Immediately treating both tuberculosis and the Aids virus works best among patients whose immune systems have suffered the most damage from HIV, according to three studies appearing this week in the New England Journal of Medicine.
Although two of the three tests concluded that quickly adding anti-HIV drugs to TB treatment did not produce a significant benefit, Dr Richard Chaisson, a tuberculosis specialist at Johns Hopkins University in Baltimore, said earlier data consistently point to early therapy for HIV once TB drug therapy has begun.
"They all give the message to treat early. And with patients with very advanced Aids, treat immediately," said Dr Chaisson, who was not involved with any of the new studies. "With less advanced Aids, it's okay to wait a little bit longer, but it's better to start earlier rather than much later."
TB biggest killer
In developing countries, tuberculosis is the most frequent cause of death among HIV-infected patients.
Doctors have been hesitant about simultaneous treatment for several reasons: it involves a lot of pills, the drugs can interact or have overlapping side effects, or the immune system, as it becomes stronger from anti-HIV therapy, may overreact to TB, causing the potentially-fatal immune reconstitution inflammatory syndrome.
But without HIV therapy, about 30% of people with both conditions die within two months after the start of TB treatment.
In 2010, a study led by Dr Salim Abdool Karim of the University of KwaZulu-Natal in South Africa found that waiting to start HIV treatment until after TB therapy was completed led to a higher risk of death. As a result, doctors starting adding HIV therapy four to eight weeks into TB treatment.
The three studies released online in the New England Journal were designed to see if earlier HIV treatment, starting two to four weeks into TB therapy, would work even better.
One study in 429 patients, again led by Dr Karim, found little difference in the combined endpoint of Aids or death if treatment was given within four weeks of the start of TB therapy, or beyond that point (i.e., after the end of the intensive phase of TB treatment, which lasted two or three months). The rate was roughly 7% to 8% either way.
But among patients with the most-suppressed immune systems – CD4+ T-cell counts of less than 50/mm3 – the rate of the combined endpoint was 8.5% for early treatment versus 26.3% when therapy started later (P=0.06).

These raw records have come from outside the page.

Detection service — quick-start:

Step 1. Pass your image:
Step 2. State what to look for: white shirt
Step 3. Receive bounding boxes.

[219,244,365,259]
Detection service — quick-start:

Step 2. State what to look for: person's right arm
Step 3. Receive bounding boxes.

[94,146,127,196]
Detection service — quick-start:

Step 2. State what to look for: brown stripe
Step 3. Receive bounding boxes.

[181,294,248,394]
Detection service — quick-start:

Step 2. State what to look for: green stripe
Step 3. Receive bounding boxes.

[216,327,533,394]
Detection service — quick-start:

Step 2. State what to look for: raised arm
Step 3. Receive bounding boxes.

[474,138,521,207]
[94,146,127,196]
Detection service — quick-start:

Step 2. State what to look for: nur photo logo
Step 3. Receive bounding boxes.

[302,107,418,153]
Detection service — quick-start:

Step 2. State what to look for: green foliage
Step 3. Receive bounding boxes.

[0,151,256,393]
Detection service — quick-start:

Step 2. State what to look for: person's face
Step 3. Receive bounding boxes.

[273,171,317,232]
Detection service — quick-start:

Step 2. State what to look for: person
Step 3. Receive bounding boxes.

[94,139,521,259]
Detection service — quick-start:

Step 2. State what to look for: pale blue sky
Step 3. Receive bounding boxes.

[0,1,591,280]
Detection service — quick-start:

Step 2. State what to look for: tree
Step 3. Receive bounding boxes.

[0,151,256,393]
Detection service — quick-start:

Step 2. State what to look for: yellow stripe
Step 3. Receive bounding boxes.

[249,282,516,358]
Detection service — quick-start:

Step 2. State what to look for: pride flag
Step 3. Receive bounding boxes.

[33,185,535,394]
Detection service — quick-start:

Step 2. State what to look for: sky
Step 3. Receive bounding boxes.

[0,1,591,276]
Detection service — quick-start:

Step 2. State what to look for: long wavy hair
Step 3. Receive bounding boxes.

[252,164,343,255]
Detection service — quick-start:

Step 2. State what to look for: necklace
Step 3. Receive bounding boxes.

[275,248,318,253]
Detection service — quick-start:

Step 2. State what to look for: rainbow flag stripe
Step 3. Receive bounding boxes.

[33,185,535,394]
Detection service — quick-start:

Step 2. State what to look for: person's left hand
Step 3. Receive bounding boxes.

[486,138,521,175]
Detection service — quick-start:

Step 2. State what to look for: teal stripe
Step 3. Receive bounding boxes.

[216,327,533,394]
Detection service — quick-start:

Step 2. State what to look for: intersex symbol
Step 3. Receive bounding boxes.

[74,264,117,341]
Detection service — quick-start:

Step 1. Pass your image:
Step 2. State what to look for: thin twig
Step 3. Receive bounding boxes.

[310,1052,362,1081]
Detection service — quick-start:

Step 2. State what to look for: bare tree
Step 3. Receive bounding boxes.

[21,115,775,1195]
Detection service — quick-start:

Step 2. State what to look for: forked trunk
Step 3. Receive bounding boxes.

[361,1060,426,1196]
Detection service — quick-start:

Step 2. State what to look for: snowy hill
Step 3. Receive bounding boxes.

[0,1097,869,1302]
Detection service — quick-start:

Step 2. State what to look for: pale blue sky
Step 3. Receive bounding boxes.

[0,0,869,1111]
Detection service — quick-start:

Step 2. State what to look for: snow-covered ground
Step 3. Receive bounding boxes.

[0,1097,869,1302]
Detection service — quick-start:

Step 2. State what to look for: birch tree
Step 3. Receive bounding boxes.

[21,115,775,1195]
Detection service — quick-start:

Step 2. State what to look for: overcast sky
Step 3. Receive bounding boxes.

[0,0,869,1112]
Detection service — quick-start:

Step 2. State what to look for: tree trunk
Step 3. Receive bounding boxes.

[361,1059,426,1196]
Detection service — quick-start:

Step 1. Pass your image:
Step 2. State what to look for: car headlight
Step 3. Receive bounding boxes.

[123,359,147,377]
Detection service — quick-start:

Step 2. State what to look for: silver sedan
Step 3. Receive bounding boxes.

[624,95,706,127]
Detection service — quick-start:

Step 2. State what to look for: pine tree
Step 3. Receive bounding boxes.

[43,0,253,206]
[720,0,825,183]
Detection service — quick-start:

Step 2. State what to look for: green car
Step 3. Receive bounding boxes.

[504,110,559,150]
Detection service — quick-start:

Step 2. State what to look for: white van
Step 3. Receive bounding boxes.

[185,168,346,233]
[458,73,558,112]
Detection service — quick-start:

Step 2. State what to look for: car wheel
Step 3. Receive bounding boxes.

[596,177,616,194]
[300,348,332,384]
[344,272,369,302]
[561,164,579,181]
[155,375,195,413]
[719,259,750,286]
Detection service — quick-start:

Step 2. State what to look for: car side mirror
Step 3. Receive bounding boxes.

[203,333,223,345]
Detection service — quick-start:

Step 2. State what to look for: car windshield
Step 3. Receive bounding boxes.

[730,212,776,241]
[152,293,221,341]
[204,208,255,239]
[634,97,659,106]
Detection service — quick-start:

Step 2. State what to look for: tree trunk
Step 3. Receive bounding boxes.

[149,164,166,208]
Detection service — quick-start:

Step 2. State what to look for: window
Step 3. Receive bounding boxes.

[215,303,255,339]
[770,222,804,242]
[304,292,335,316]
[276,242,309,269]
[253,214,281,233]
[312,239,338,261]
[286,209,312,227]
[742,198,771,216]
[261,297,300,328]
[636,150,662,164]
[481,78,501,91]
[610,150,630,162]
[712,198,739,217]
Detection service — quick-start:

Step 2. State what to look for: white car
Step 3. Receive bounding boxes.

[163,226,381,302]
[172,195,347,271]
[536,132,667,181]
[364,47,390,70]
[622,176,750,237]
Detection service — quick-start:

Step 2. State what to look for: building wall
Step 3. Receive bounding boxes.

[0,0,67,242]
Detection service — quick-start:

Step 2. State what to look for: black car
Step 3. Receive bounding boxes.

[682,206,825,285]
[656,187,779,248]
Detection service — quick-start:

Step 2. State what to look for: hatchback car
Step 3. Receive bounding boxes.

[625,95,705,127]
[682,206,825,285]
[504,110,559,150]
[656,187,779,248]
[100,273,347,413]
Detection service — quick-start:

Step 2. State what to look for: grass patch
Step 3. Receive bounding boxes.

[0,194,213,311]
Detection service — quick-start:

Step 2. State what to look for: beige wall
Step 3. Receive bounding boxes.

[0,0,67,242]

The same pattern was seen in the second study, led by Dr Diane Havlir of the University of California, San Francisco. In the 809-person trial, earlier HIV therapy (within two weeks of starting TB therapy) produced no significant improvement, unless the CD4+ cell count was less than 50. Then, 15.5% in the early HIV-treatment group died or had a new Aids-defining illness after 48 weeks, compared to 26.6% who got HIV therapy between eight and 12 weeks after TB treatment began (P=0.02).
The third study, known as CAMELIA and led by Dr Francois-Xavier Blanc of the University Hospital Centre (CHU) of Kremlin-Bicetre in France, found an 18% mortality rate when HIV therapy began two weeks after the start of TB treatment, versus a rate of 27% when the therapy was started after eight weeks of TB therapy (P=0.006). That study, done in Cambodia, included patients who tended to have lower CD4+ counts.
Early treatment had a key drawback: a higher risk of immune reconstitution inflammatory syndrome. The rate more than doubled among patients receiving early HIV treatment.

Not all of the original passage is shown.